Выйдя на дорогу, она остановилась и только теперь опомнилась и по-настоящему увидела Мартыня. Легкий гневный румянец снова вспыхнул на ее щеках.
— Чего ты сюда пришел? Чего тебе надо? Кто тебя звал?
Силач, гнущий железо, человек, которого даже калмыки не страшили, вдруг забормотал, смутившись, точно мальчишка:
— Я ничего… Вижу, что бежишь в гору, ну и подумал, что хочешь… Слава-то у Девичьего ключа худая.
— Спаситель выискался!

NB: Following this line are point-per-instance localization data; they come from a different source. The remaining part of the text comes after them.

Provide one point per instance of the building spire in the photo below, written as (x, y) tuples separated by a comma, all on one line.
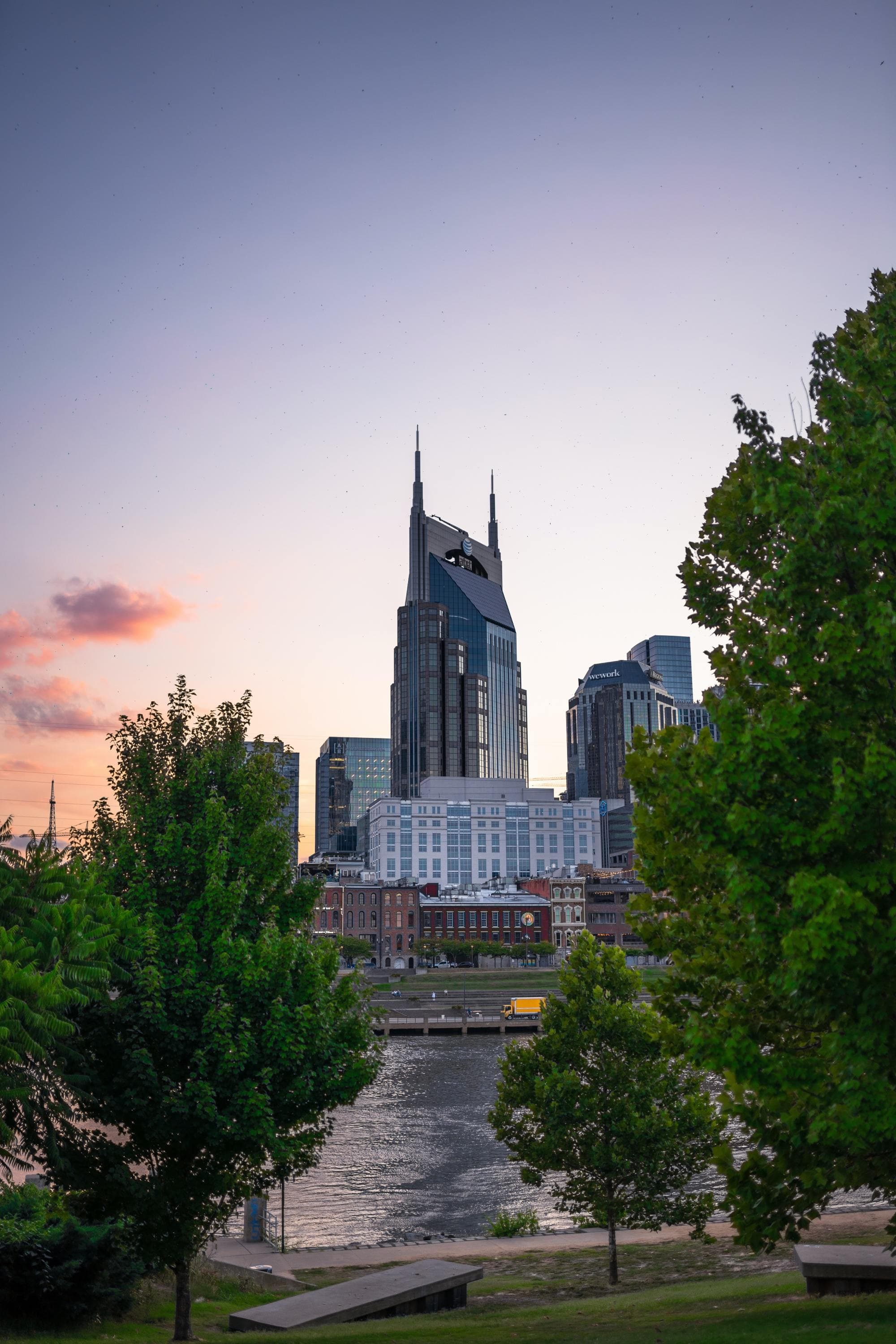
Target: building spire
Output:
[(493, 525), (418, 484)]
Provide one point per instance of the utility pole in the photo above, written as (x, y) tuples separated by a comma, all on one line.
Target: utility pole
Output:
[(52, 827)]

Где же ты был, где же вы все были, когда меня мать, несмышленую девчонку, за руку привела да в спину тычком туда впихнула?.. Ну, если уж ты такой жалостливый, так можешь вот что сделать: передай этому поляку, чтоб он не думал, — пусть знает, где его деньги теперь лежат. Хоть и не скупой он, а все равно попробует их выудить. Пускай удит — может, еще и детские косточки вытянет.
— И стоило бы… А куда ж ты теперь пойдешь, сама-то хоть знаешь?
— И без твоего совета знаю. К Вайварам, они нам сродни приходятся. У Инты сейчас мальчишка на руках, а им работник нужен — ну так мы с Интой и будем попеременно: одна дома, другая в поле. У отца я и пахала, и боронила, это я умею, а посеять еще сам старик в силах. Вот как я надумала.
Мартыню оставалось лишь горячо с этим согласиться.
— К Инте — это хорошо. Она тебя не оставит, я ее знаю, с вами с обеими никто ничего поделать не сможет. Инта любому рот заткнет, за себя она постоять умеет и за тебя постоит. Это будет хорошо, вот уж как хорошо!
Ласковым взглядом он смотрел Марии вслед, а она шла решительными шагами, уже не колеблясь и не задумываясь над тем, как ей быть. Вот и возьми — баба, а не сломилась от такой беды, не дала себя в грязь втоптать. Мог ли бы он сам все так ладно придумать и решиться?..
Хоть и медля, но все же завернул в Лиственное. Надо сказать, непременно надо сказать, пусть знает, где его деньги, и отправляется их выуживать. Пусть не думает, барич этакий, что и честь крестьянской девушки можно купить, и свою совесть чистой сохранить. Чаша гнева, бродившего в нем все время, уже перехлестывала через край.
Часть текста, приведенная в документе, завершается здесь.